ESDM
Middleware for Earth System Data
Developers Guide

This document aims to give a quick conceptual overview of the API that is available to programs which link directly to ESDM. It is not meant to be exhaustive, but rather to give enough background information so that reading the documentation of the ESDM API becomes easy. The intended audience of this guide are developers of scientific applications who wish to benefit of the full potential of the ESDM API.

Readers who are interested in using an ESDM file system with a NetCDF based application should read the users guide instead. Unfortunately, there is no guide for ESDM backend developers and ESDM core contributors yet.

Data Model

The first thing to understand is the data model that is used by ESDM. This data model is very similar to that employed by NetCDF, but it does add some abstractions, and is described in this section.

Dataspace

A dataspace describes how data is stored in memory, it is basically a mapping of a logical dataspace to sequential bytes in memory. All data handled by ESDM is associated with a dataspace, mostly the dataspaces are user provided. Several copies of the same data may use distinct dataspaces, and ESDM allows users to transform data from one layout to another by providing a source and a destination dataspace (esdm_dataspace_copy_data()). User code needs to provide a dataspace when it defines a variable (here the data layout part is irrelevant), when it stores data, and when it reads data.

The logical dataspace is always a multidimensional, axis aligned box in ESDM. As such, a dataspace consists of the following information:

  • the dimension count
  • start and end coordinates for each axis
  • a datatype describing a single value within the multidimensional array
  • (data serialization information)

The data serialization information is usually implicit, ESDM will simply assume C multidimensional array layout. Fortran programs will need to set the data serialization information explicitly to match the inverse dimension order of Fortran. The data serialization information (stride) can also achieve unorthodox effects like arrays with holes, or to replicate a single 2D slice along a third axis.

Creating and Destroying Dataspaces

ESDM provides two distinct mechanisms to create a dataspace: A generic API which allocates the dataspace on the heap, and an API to quickly create a throw-away dataspace on the stack.

The Generic API

The functions used to create dataspaces are:

All these functions return a pointer to a new dataspace which must be destroyed with a call to esdm_dataspace_destroy().

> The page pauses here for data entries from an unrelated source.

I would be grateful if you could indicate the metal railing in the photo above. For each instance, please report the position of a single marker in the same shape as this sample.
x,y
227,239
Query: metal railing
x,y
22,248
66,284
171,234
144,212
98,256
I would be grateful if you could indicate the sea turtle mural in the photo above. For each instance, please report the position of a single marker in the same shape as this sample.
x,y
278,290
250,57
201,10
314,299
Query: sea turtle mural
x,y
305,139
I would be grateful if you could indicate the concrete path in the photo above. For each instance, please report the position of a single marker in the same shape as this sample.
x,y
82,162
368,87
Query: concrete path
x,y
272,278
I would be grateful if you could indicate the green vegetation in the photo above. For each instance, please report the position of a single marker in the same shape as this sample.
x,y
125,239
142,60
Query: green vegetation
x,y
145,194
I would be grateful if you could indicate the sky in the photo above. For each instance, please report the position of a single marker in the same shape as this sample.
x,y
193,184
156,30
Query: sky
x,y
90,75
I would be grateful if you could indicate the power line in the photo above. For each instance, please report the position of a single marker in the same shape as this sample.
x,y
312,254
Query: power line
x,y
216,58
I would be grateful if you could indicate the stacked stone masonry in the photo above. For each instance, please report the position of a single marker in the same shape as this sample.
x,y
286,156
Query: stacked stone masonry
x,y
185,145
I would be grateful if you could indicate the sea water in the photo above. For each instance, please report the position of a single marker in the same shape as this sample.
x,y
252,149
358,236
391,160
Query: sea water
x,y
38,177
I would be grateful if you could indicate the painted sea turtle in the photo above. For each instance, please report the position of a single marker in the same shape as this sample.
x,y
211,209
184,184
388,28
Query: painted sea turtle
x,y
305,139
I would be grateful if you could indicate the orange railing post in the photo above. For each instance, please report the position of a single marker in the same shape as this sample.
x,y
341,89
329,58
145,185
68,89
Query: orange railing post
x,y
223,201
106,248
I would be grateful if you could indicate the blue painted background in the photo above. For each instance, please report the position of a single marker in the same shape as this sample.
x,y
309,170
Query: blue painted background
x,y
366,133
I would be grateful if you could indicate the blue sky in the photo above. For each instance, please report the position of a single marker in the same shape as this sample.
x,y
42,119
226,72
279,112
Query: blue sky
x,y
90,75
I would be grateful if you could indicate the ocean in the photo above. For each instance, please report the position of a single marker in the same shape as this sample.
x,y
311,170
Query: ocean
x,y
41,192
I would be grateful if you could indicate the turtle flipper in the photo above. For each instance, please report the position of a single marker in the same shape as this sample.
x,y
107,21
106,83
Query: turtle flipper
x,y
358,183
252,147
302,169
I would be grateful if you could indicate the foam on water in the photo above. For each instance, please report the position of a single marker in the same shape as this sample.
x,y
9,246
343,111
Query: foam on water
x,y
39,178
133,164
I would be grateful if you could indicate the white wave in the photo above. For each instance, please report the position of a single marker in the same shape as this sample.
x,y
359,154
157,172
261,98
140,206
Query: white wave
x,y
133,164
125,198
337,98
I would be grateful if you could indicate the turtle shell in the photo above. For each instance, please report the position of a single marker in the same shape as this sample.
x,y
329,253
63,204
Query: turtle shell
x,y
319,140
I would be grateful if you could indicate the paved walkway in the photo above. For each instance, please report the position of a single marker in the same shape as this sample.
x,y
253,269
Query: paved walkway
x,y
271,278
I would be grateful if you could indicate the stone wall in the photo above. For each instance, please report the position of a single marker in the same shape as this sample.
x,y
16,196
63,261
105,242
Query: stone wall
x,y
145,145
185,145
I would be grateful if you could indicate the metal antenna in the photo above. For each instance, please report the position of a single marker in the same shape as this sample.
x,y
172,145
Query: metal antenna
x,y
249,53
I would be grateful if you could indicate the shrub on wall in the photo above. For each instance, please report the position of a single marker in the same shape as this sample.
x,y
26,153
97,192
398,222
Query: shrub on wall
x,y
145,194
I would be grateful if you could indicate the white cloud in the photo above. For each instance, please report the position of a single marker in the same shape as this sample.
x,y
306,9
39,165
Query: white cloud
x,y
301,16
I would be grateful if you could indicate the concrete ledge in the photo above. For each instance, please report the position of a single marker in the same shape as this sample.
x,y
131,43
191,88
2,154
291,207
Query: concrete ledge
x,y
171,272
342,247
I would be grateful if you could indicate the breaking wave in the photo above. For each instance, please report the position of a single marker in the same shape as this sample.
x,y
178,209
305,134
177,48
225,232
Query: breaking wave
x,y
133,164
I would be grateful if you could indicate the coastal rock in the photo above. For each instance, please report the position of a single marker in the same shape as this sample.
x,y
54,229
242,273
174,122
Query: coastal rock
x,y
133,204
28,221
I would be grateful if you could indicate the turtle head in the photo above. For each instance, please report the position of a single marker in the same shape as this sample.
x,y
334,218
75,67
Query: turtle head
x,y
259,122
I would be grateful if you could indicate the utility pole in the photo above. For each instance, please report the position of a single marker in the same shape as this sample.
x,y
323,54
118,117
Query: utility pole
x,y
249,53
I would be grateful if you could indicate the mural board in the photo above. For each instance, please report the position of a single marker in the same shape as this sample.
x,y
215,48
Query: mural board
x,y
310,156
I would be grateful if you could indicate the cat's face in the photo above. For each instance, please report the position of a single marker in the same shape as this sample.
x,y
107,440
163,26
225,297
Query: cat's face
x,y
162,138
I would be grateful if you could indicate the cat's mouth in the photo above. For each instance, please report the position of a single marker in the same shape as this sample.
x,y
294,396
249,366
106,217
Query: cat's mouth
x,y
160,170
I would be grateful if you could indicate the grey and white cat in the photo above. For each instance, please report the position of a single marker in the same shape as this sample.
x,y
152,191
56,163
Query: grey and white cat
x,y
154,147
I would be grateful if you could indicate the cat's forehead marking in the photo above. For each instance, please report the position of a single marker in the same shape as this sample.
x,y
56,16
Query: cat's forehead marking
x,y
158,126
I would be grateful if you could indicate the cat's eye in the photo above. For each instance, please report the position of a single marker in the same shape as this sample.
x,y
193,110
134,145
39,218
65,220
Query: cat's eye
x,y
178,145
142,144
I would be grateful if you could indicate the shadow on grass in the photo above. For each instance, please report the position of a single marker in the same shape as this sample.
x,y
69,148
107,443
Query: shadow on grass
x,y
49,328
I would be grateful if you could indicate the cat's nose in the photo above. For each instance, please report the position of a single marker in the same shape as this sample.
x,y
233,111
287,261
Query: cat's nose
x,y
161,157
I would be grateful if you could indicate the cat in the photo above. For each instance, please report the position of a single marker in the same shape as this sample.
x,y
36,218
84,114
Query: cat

Data layout can only be set explicitly after a dataspace has been created. This is done by a call to esdm_dataspace_set_stride() or to esdm_dataspace_copyDatalayout(). The first allows the user to specify any regular data layout, including, but not limited to Fortran data layout. The later assumes that the dataspace will be used to access the same data buffer as the dataspace from which the data layout is copied. As such, esdm_dataspace_copyDatalayout() is very convenient for data subseting operations.

The Simple API

For convenience and performance reasons, ESDM provides a set of preprocessor macros that allocate a dataspace on the stack. Macros are provided for 1D, 2D and 3D dataspaces, and come in variants that either assume start coordinates at the origin of the coordinate system, or allow the offset to be specified explicitly. The macros without explicit start coordinates are:

esdm_dataspace_1d()
esdm_dataspace_2d()
esdm_dataspace_3d()

The macros that take start coordinates simply add an "o" to the end of the name:

esdm_dataspace_1do()
esdm_dataspace_2do()
esdm_dataspace_3do()

The result of these macros is a value of type esdm_simple_dspace_t which is a struct containing a single member ptr which contains the pointer value that can subsequently be used in all ESDM calls that require a dataspace. I.e, a typical usage might be:

esdm_simple_dspace_t region = esdm_dataspace_2do(x, width, y, height, type);
esdm_read(dataset, buffer, region.ptr);

As the esdm_simple_dspace_t lives on the stack, it must not be destroyed with esdm_dataspace_destroy(). It simply ceases to exists when the surrounding block exits.

Dataset

A dataset in ESDM is what a variable is in NetCDF or HDF5. Each dataset is associated with a dataspace that describes the logical extends of the data, and it acts as a container for data that is written into this logical space.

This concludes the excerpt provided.